But Alexander Rossi has raced against Max Verstappen, just as he has raced against NASCAR star Kyle Larson. And now that he is teammates with Larson for his Indianapolis 500 debut, Rossi firmly believes Larson can hold his own with anyone.

“Dude,” Rossi said, “I think he’s already towards the top, so I don’t know. Put him at the top? Like, he’s ‘The Man.’”

As good as Verstappen, who has won 48 of 72 races in F1 since 2021?

“I would say they’re on the same level,” Rossi replied, “which is like, yeah, that’s a pretty big deal.”

Larson qualified fifth on Sunday for his first Indianapolis 500, then flew to North Carolina, where he finished fourth at North Wilkesboro Speedway in NASCAR’s $1 million All-Star race that night. This Sunday, he will be the fifth driver in history to attempt “The Double” by running both the Indy 500 and the Coca-Cola 600 in Charlotte on the same day.

Tony Stewart in 2001, his second attempt, remains the only driver to complete all 1,100 miles. He finished third in the NASCAR nightcap, the best showing by any of the Double drivers.

Not only is Larson capable of completing the grueling feat of two races in two wildly different race cars in two different states, but people believe he might be a contender to actually win both races. He is among the betting favorites for the Indy 500 and the Coke 600, according to BetMGM Sportsbook.

Larson won what has become one of NASCAR’s crown jewels in 2021, his championship season. His two-year Indy 500 deal is a joint effort between Arrow McLaren Racing and Hendrick Motorsports, his NASCAR team, with Jeff Gordon among the Hendrick executives who watched him qualify at Indianapolis Motor Speedway on Sunday.

Still, the idea that Larson could win the Indy 500 was mind-blowing to Rossi, who knows what it’s like to do it as a rookie. Rossi reached victory lane when he made his debut in “The Greatest Spectacle in Racing” in 2016.

“Wow, damn. I’ll be so annoyed,” Rossi said of a Larson win. “I’ll understand how everyone else felt when I won.
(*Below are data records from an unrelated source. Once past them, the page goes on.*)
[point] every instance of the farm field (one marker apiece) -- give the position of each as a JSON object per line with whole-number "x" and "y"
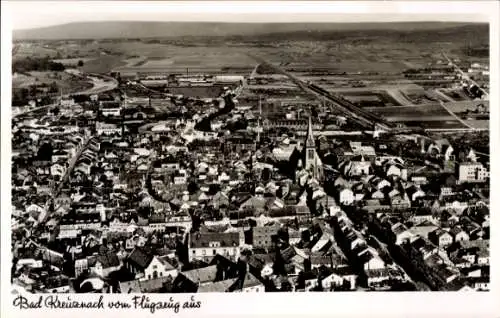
{"x": 68, "y": 82}
{"x": 103, "y": 64}
{"x": 73, "y": 61}
{"x": 436, "y": 124}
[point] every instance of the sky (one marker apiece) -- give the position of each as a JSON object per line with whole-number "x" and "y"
{"x": 27, "y": 15}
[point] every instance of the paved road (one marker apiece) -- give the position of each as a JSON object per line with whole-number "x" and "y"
{"x": 100, "y": 86}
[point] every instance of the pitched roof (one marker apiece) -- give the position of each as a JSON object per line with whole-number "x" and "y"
{"x": 108, "y": 260}
{"x": 140, "y": 258}
{"x": 229, "y": 239}
{"x": 146, "y": 286}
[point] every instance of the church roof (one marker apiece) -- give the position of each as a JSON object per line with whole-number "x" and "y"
{"x": 310, "y": 136}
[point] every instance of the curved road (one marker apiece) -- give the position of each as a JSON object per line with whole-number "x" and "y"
{"x": 100, "y": 86}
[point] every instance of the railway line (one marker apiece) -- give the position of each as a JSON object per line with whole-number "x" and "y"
{"x": 358, "y": 115}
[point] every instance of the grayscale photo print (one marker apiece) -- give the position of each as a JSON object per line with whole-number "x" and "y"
{"x": 216, "y": 152}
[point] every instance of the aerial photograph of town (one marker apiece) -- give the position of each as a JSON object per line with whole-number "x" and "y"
{"x": 214, "y": 157}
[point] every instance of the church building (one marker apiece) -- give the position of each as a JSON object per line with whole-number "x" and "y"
{"x": 309, "y": 160}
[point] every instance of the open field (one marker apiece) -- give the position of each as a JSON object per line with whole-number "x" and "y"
{"x": 436, "y": 124}
{"x": 420, "y": 111}
{"x": 72, "y": 61}
{"x": 67, "y": 82}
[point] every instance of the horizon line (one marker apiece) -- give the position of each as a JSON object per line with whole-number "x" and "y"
{"x": 253, "y": 22}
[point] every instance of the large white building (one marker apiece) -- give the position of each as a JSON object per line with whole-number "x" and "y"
{"x": 472, "y": 172}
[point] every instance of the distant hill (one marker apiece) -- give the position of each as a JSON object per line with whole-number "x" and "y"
{"x": 138, "y": 29}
Is he capable of doing it? Yeah. Would I be happy for the team? Yeah. Would I be internally annoyed? Yeah.”

Larson had the same feelings a year ago following NASCAR’s street-course race in Chicago, which was won in the rain by Shane van Gisbergen in the New Zealander’s debut. After van Gisbergen won NASCAR’s first-ever street race, Chase Elliott said the Kiwi “made me look bad,” and Larson wondered whether van Gisbergen “thinks we all suck.”

Rossi said a win by Larson would have the same effect. “We know he’s good,” Rossi said, “but for him to come into our world, and in his first event win, like, that doesn’t reflect well on us.”

Two-time IndyCar champion Alex Palou disagreed, saying Larson could add even more cache to the Indy 500.

“It’s Kyle Larson. I don’t think it would hurt,” Palou said. “If Kyle Larson wins, it’s Kyle Larson, so whatever. He wins everything. So I don’t think it would make us look as idiots. It’s not that I’m like, ‘Oh yeah, if he wins, that’s cool.’ I don’t want him to win. But I think he will be there, for sure.”

Larson was back at Indianapolis Motor Speedway early Monday after the All-Star race, walking onto the front stretch to take the traditional photograph of the 33-driver field with the Borg-Warner Trophy in the midst of them.

As he sat on the pit wall in casual conversation, The Associated Press asked him about comparisons to Verstappen. Larson’s dark sunglasses masked what appeared to be shock on his face, almost as if he seemed to think the idea ludicrous.

“Not in an F1 car!” Larson replied. “I can’t beat him in an F1 car. And I bet he can beat me in an Indy car, just based off his street and road course experience.”

So, where could Larson hold his own against the Dutchman?

“I mean, I hope I can beat him in a sprint car,” Larson said.

He thought the entire conversation was a hypothetical — a waste of time. “I don’t understand how this can even be a thing,” he said. “If you don’t run multiple disciplines, how can anyone say you are the best?”

Like it or not, Larson will make his case for consideration on Sunday.